No one envisioned any statues then, and it wouldn’t be until Stewart’s ninth season that the Tigers reached the NCAA tourney.
Stewart might have gotten discouraged along the way, but tournament bids were more scarce then and he was buoyed by two 20-plus win seasons and consistently improving recruiting.
“We were still fresh, still young, and going at it like mad dogs,” Stewart said.
Ultimately, he cajoled MU to 16 NCAA Tournaments and eight Big Eight championships.
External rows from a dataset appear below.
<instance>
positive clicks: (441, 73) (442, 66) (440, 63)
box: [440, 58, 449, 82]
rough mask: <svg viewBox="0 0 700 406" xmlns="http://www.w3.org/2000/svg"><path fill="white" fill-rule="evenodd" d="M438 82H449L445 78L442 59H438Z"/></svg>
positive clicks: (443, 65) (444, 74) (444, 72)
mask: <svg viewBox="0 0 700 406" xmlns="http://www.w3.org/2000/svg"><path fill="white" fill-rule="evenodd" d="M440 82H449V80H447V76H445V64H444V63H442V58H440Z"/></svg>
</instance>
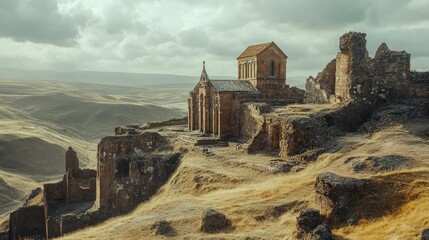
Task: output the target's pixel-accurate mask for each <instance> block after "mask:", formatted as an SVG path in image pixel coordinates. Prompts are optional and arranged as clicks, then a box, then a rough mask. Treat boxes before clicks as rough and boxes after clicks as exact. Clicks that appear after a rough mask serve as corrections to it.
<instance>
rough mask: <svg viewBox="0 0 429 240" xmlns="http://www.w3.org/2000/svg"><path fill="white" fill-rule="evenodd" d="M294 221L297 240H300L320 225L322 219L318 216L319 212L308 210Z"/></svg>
mask: <svg viewBox="0 0 429 240" xmlns="http://www.w3.org/2000/svg"><path fill="white" fill-rule="evenodd" d="M296 220H297V221H296V222H297V230H298V233H297V238H298V239H302V238H303V237H304V236H306V234H308V233H311V232H312V231H313V230H314V229H315V228H316V227H317V226H319V225H320V224H322V222H323V217H322V216H320V212H319V210H316V209H312V208H308V209H304V210H303V211H302V212H301V213H300V214H299V216H298V218H297V219H296Z"/></svg>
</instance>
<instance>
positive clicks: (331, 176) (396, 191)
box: [315, 172, 405, 227]
mask: <svg viewBox="0 0 429 240" xmlns="http://www.w3.org/2000/svg"><path fill="white" fill-rule="evenodd" d="M404 186H405V185H401V183H398V182H397V181H396V180H394V178H393V180H386V179H384V178H383V177H374V178H371V179H357V178H350V177H343V176H339V175H337V174H334V173H330V172H327V173H323V174H321V175H319V176H318V177H317V180H316V186H315V188H316V204H317V205H318V206H319V207H320V209H321V212H322V213H323V214H324V215H326V216H327V223H328V224H329V225H330V226H332V227H340V226H344V225H356V224H358V223H359V221H360V219H372V218H377V217H381V216H384V215H385V214H389V213H391V212H392V211H395V210H396V209H397V208H399V206H401V204H403V203H404V201H405V198H404V195H403V193H402V191H401V188H403V187H404Z"/></svg>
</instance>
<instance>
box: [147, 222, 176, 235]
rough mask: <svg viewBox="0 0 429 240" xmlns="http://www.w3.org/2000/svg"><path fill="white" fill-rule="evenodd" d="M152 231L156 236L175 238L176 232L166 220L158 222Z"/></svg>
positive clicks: (153, 225) (155, 224) (153, 226)
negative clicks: (152, 231) (163, 236)
mask: <svg viewBox="0 0 429 240" xmlns="http://www.w3.org/2000/svg"><path fill="white" fill-rule="evenodd" d="M151 229H152V230H154V231H155V235H163V236H175V235H176V233H175V230H174V229H173V227H172V226H171V225H170V223H169V222H167V221H166V220H160V221H156V222H155V223H154V224H153V225H152V227H151Z"/></svg>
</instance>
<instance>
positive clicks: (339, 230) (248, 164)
mask: <svg viewBox="0 0 429 240" xmlns="http://www.w3.org/2000/svg"><path fill="white" fill-rule="evenodd" d="M428 106H429V105H428V103H427V102H415V101H413V100H410V101H401V102H397V103H392V104H387V105H383V106H380V107H379V108H377V109H376V110H375V111H374V112H373V113H372V114H371V115H370V117H369V118H368V119H367V120H365V121H364V123H363V124H361V125H359V127H358V128H357V130H355V131H352V132H348V131H346V132H339V133H338V134H337V135H335V136H334V137H331V138H329V140H327V141H325V142H324V144H322V149H323V150H321V151H319V152H318V154H317V157H316V159H314V160H311V161H305V160H304V161H298V162H291V161H289V160H287V159H279V158H278V157H277V156H276V155H272V154H269V153H256V154H250V155H249V154H247V153H246V152H243V150H240V148H239V147H238V146H239V145H241V143H240V142H234V141H230V142H229V143H228V146H225V145H223V146H222V145H219V144H218V145H215V144H213V145H203V146H194V144H193V142H192V141H191V139H192V137H193V135H192V134H191V135H189V134H188V133H186V131H185V129H186V125H176V126H174V125H173V126H171V125H170V126H163V127H162V126H156V125H155V126H156V127H155V128H154V129H151V131H157V132H159V133H160V134H161V135H163V136H168V137H169V138H170V139H172V140H173V142H174V148H175V149H177V150H179V149H181V151H182V152H186V153H185V154H184V156H183V158H182V160H181V163H180V165H179V166H178V169H177V170H176V171H175V173H174V174H173V176H172V177H171V178H170V179H169V180H168V182H167V183H166V184H165V185H164V186H163V187H161V189H160V190H159V191H158V192H157V193H156V194H155V196H153V197H151V198H150V199H149V200H148V201H146V202H144V203H142V204H140V205H139V206H137V208H136V209H135V210H133V211H132V212H131V213H129V214H127V215H125V216H119V217H115V218H113V219H110V220H108V221H107V222H105V223H102V224H100V225H98V226H96V227H91V228H88V229H85V230H82V231H79V232H76V233H74V234H72V235H70V236H66V237H64V238H62V239H88V238H91V239H142V238H143V239H164V238H165V237H171V238H172V239H295V238H298V239H419V238H420V237H421V235H422V234H423V233H422V232H423V231H424V229H426V228H427V227H428V225H429V222H428V221H429V220H428V218H427V215H426V214H425V209H427V208H428V207H429V205H428V202H429V201H428V200H429V195H428V193H427V189H428V187H429V164H428V162H427V159H429V135H428V131H429V129H428V126H429V125H428V123H429V117H428ZM299 107H300V105H296V106H295V107H294V108H293V109H298V108H299ZM143 128H144V127H143ZM137 130H139V129H138V127H137ZM184 149H186V151H184Z"/></svg>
He laments that he never reached a Final Four, but in a series of recent conversations it also seems he’s reconciled that:
It was simply not to be, but it doesn’t diminish in any way what matters to him most now — hundreds of thriving relationships that he could only have known through coaching.
That’s what he thinks about, too, when he considers the idea of a statue of him.
He pictures the child or grandchild of a former player or secretary or trainer walking by the statue and wondering who that man is, and he envisions them saying, “I helped put him there.”
First things first, of course:
MU had best make good on its tentative announcement to put him there.
“We haven’t gotten final approval, but it’s something we’d like to do,” MU athletic director Jim Sterk told The Star’s Tod Palmer about the project Sterk anticipates costing about $200,000. “Hopefully, we’ll get it done by this fall.”
Or as new MU basketball coach Cuonzo Martin put it: “I feel like that’s the least we could do.”
Assuming that’s only a matter of time, the next question might be in what pose and demeanor Stewart should be immortalized.
Out of an infinite number of choices of faces or gestures or stances, the rendering will stand not just for an icon of the state but also for those who were part of his journey … pigeons and all.